Am nächsten Tag begab ich mich mit dem Minister direkt in unser Zimmer im Dachgeschoss, ohne jede Nachricht von der Bruderschaft oder La Familia erhalten zu haben. Doch um unsere Ehre zu erhalten mussten wir warten. Dennoch, ich wusste, dass dieser Tag ereignisreich werden würde und die Tochter gesellte sich bald zu uns. Ich hatte Pläne.

Die Tochter hatte in der Nacht versucht, in dieser abgelegenen Gegend der Bruderschaft Clanangehörige zu finden und kam im Morgengrauen mit zwei Männern zurück, die wir als Soldaten einsetzen konnten. So hatten wir jetzt die Möglichkeit im Stillen und hinten rum Rache zu üben und die anderen Gesellschaften im Stillen zu beeinflussen, wie es nun einmal unsere Art war.

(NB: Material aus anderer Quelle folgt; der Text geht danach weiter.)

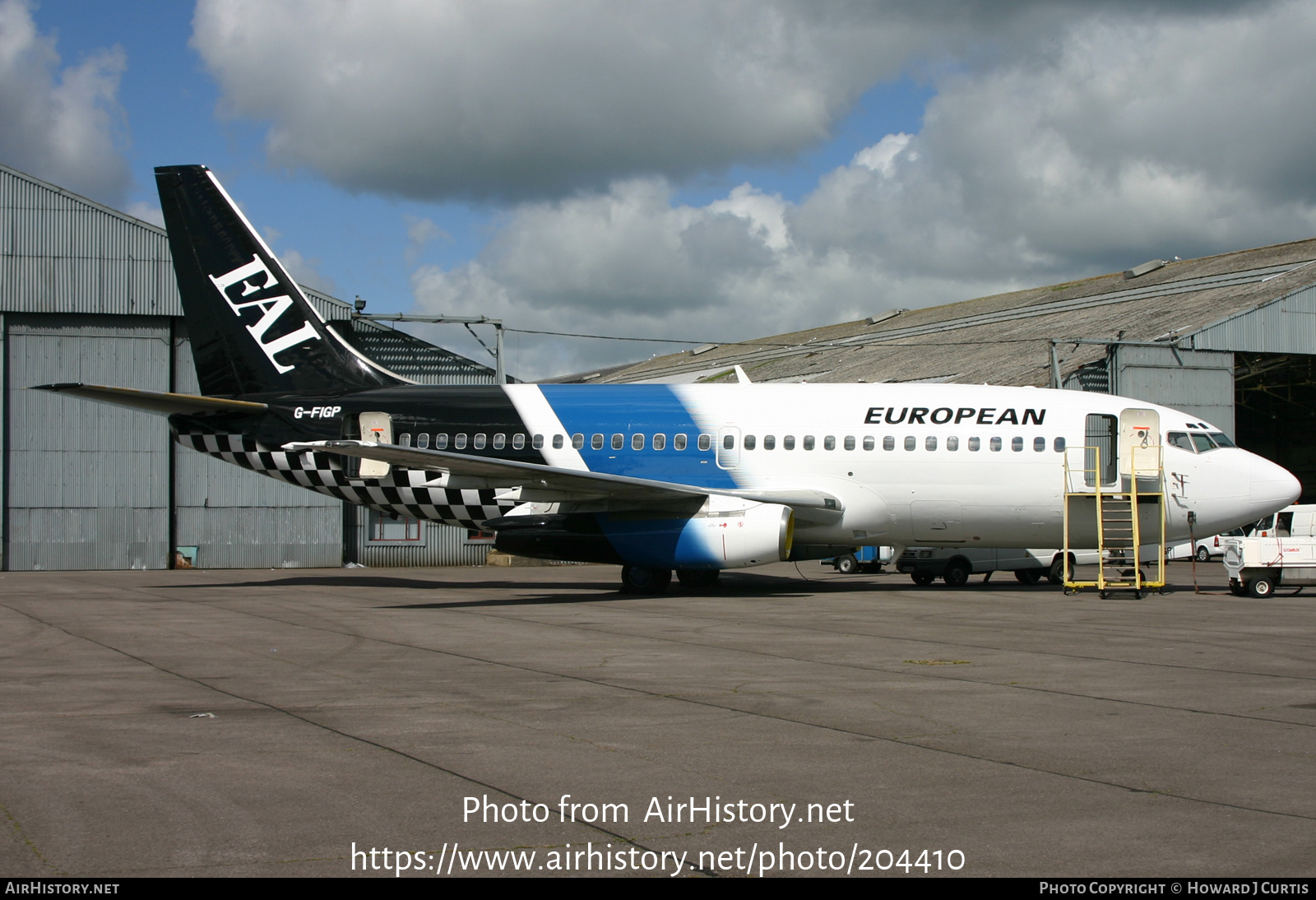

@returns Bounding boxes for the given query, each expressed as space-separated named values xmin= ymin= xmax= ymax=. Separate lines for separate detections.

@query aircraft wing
xmin=283 ymin=441 xmax=845 ymax=521
xmin=30 ymin=382 xmax=268 ymax=415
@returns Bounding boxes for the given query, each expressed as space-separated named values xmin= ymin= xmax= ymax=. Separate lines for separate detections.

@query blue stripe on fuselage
xmin=540 ymin=384 xmax=735 ymax=488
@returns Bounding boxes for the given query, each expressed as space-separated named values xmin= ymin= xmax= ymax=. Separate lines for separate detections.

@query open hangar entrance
xmin=1053 ymin=279 xmax=1316 ymax=503
xmin=1235 ymin=353 xmax=1316 ymax=503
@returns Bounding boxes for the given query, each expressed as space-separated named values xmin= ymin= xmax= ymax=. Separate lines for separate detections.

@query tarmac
xmin=0 ymin=564 xmax=1316 ymax=879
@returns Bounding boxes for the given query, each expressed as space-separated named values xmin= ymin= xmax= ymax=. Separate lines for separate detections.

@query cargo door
xmin=360 ymin=413 xmax=393 ymax=478
xmin=910 ymin=500 xmax=965 ymax=544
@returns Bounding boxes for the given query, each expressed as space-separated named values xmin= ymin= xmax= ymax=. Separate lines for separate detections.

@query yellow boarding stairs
xmin=1063 ymin=445 xmax=1165 ymax=599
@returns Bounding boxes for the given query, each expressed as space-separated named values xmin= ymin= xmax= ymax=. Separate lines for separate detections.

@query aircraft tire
xmin=1046 ymin=554 xmax=1073 ymax=584
xmin=1015 ymin=568 xmax=1046 ymax=584
xmin=676 ymin=568 xmax=722 ymax=591
xmin=621 ymin=566 xmax=671 ymax=593
xmin=941 ymin=559 xmax=970 ymax=587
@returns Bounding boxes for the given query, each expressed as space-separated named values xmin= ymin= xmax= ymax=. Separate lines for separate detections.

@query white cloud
xmin=270 ymin=246 xmax=338 ymax=296
xmin=192 ymin=0 xmax=1031 ymax=199
xmin=0 ymin=0 xmax=132 ymax=206
xmin=123 ymin=200 xmax=164 ymax=228
xmin=413 ymin=2 xmax=1316 ymax=376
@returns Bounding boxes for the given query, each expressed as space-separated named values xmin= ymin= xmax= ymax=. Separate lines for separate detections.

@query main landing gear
xmin=621 ymin=566 xmax=721 ymax=593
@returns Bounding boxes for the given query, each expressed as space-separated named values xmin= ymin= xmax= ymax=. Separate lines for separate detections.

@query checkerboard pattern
xmin=174 ymin=432 xmax=517 ymax=529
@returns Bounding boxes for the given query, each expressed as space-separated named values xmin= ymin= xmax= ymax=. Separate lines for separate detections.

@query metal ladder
xmin=1063 ymin=446 xmax=1165 ymax=599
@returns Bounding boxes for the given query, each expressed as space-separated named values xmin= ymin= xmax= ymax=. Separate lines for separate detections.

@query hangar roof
xmin=555 ymin=238 xmax=1316 ymax=387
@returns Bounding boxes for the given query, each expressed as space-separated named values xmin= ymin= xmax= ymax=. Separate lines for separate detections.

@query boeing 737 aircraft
xmin=33 ymin=166 xmax=1300 ymax=592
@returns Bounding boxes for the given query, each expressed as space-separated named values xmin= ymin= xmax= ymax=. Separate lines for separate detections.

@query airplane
xmin=30 ymin=166 xmax=1301 ymax=593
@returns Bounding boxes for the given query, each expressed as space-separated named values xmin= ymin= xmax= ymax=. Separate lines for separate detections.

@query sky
xmin=0 ymin=0 xmax=1316 ymax=379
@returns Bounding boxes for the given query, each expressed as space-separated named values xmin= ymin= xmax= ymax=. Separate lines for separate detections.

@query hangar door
xmin=1110 ymin=345 xmax=1235 ymax=437
xmin=4 ymin=314 xmax=169 ymax=571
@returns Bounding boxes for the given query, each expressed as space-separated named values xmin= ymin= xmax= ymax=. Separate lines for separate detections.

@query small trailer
xmin=1226 ymin=536 xmax=1316 ymax=597
xmin=821 ymin=546 xmax=897 ymax=575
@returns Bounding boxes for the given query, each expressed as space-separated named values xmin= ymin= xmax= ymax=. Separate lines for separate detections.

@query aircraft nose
xmin=1248 ymin=455 xmax=1303 ymax=517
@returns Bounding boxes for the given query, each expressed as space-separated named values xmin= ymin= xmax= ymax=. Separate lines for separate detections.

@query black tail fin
xmin=155 ymin=166 xmax=405 ymax=396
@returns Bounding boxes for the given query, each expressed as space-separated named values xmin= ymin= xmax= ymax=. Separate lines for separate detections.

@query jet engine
xmin=485 ymin=494 xmax=795 ymax=570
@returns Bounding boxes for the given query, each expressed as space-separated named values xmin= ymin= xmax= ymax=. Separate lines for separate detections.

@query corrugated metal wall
xmin=347 ymin=507 xmax=491 ymax=568
xmin=0 ymin=166 xmax=351 ymax=320
xmin=174 ymin=330 xmax=344 ymax=568
xmin=1110 ymin=345 xmax=1235 ymax=437
xmin=5 ymin=316 xmax=169 ymax=570
xmin=1191 ymin=284 xmax=1316 ymax=354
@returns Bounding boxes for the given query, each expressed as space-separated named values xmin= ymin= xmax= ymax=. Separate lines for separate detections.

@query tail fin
xmin=155 ymin=166 xmax=406 ymax=396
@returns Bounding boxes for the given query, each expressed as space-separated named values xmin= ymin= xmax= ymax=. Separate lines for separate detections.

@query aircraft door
xmin=717 ymin=426 xmax=741 ymax=468
xmin=360 ymin=413 xmax=393 ymax=478
xmin=1119 ymin=409 xmax=1161 ymax=489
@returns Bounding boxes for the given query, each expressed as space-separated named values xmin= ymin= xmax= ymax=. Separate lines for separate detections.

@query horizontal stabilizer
xmin=29 ymin=382 xmax=268 ymax=415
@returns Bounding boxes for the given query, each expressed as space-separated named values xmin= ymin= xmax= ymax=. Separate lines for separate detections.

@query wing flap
xmin=283 ymin=441 xmax=845 ymax=521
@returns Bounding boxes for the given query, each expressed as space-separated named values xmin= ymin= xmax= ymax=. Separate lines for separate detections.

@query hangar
xmin=0 ymin=166 xmax=495 ymax=571
xmin=568 ymin=239 xmax=1316 ymax=503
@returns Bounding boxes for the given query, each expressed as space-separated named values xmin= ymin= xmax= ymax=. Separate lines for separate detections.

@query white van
xmin=1249 ymin=503 xmax=1316 ymax=537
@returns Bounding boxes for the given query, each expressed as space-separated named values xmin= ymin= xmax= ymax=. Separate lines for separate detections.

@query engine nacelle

Nach und nach brachten die Männer uns einzeln Personen aus der Taverne hinauf in den Turm, wo wir mit ihnen sprachen, Informationen erhielten und die Tochter ihnen sanft über die Gesichter strich, bevor sie ihre Zähne in ihre Leiber stieß. Dem ein oder anderen konnten wir sogar ihr Blut untermischen, das dafür sorgte, dass sie auf unserer Seite stehen würden, wenn es hart auf hart käme. Ein Mann mit Lebkuchen verbreitete fortan die Botschaft, dass er sich in uns getäuscht hätte und wir doch äußerst sympathische Leute seien. Diese Nachricht ließ mich erstaunen, verstand ich doch immer noch nicht, was uns am vorigen Tag hätte unsympathisch machen können. Doch dankend nahmen wir seine Geschenke an.

Die Bruderschaft hatten wir bereits am Vorabend infiltriert, als Tochter sich der Alchemistin annahm. Nun sollte auch die La Familia einen Treuen in ihre Reihen bekommen und ich ließ den Buchhalter zu uns bringen. Auch er verfiel den Augen und Zähnen der Tochter, übertrieb allerdings beim Blutrausch und wurde so ihr treuer Diener.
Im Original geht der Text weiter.